Although current affairs of the pandemic are still unstable, class of 2022 remains hopeful that this year will be a fulfilling one. Senior, Joseph Benigno, shows unwavering adaptability and wishes for positive things as his days in high school rapidly approach their end.

Even though COVID-19 is still causing issues, vaccines and precautions are helping school events open up, so I think this year is still going to be an exciting finale to high school,” Benigno said.

As steps are taken to move past this global crisis, senior rites of passage are becoming more possible for class of 2022. Counselor Gonzalez responds to these possibilities with even further reassurance.

“I am optimistic that this year will be a great senior year for the class of 2022 and am hopeful they will get to enjoy all senior events,” Gonzalez explained.

Current seniors dress up for Hippie Day during Homecoming Spirit Week. These students exhibit school spirit which is largely seen throughout the senior body, who try to make the most out of what they can and have fun this year. (King Gonzalez)

Senior teachers also urge their students to take advantage of any school events they may be able to partake in.
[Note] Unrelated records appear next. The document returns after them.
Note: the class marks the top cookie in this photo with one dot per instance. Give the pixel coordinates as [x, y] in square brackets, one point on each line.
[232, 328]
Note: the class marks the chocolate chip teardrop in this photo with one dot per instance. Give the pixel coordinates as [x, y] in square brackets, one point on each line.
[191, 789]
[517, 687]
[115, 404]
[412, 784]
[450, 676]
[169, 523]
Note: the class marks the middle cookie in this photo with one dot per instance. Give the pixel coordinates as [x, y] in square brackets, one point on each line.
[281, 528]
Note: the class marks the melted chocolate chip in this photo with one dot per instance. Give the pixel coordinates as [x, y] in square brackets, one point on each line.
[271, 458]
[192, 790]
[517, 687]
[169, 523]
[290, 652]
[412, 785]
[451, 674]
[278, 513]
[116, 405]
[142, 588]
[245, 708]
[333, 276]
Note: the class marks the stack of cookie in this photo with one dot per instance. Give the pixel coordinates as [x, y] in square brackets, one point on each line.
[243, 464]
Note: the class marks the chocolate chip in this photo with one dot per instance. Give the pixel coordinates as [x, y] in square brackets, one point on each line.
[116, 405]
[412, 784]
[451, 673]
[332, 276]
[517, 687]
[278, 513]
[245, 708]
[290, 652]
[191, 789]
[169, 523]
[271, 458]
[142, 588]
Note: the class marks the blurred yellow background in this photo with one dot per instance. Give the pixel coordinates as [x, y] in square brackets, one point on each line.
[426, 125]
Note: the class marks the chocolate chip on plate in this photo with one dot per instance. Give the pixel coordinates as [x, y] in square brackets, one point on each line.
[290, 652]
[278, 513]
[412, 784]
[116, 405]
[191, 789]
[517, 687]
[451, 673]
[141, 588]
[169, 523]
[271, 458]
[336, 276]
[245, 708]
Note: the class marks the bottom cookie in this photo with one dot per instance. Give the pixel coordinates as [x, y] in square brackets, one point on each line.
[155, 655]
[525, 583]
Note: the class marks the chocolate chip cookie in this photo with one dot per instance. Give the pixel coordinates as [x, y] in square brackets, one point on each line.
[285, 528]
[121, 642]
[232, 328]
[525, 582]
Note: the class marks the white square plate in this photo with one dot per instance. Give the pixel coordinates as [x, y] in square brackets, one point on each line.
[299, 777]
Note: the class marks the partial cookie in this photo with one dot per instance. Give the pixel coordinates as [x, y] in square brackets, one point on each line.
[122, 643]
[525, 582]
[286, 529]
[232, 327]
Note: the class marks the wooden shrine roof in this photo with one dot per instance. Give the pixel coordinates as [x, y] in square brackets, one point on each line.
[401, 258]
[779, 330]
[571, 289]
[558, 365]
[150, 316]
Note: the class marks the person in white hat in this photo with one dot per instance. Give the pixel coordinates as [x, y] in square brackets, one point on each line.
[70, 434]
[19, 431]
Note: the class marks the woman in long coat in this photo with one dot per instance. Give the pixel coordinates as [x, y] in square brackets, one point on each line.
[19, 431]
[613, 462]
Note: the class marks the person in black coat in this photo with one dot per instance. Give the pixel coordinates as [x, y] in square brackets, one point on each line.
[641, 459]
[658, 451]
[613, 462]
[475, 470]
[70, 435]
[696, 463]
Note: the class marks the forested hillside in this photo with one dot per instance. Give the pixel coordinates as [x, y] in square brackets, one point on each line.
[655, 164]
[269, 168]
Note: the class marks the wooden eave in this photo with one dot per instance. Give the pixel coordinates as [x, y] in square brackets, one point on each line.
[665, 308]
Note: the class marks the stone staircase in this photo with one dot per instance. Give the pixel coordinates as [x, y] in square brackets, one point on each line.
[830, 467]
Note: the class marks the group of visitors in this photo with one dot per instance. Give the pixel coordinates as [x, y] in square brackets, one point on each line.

As the unpredictability of COVID has thinned these activities to too few and far between, Seniors should capitalize on any functions that may take place in the following year.

“Do everything,” senior teacher Ms. Krook says. “Do every event, every dress up day, every football game cause this kid level that you’re on right now as seniors, you’re not gonna get it back. You become adults so quickly, [so] enjoy this last year of being a kid.”

Although the final days of high school draw closer to their staggering climax, seniors still have many opportunities to make memories that last a lifetime. High school is a time where the pleasures of adolescence and the freedom of adulthood become infinitely closer to one another until those lines become blurred as life moves forward. Gonzalez reflects on her years in high school that have changed her life.

“I met my husband my senior year of high school,” Gonzalez said. “We married years later.”

Before the fledging senior class prepare to spread their wings and leap from the sheltered nest of high school, they may also reflect on these years with thoughtfulness and sentiment. These fleeting days of high school cause soon-to-be graduates to face what they will miss most about their more juvenile days.

I think I’m going to miss the community I’ve grown up with,” Benigno said. “Most of the people in the ’22 class have been with us since middle school or even elementary school, so finally separating from them will be emotional.”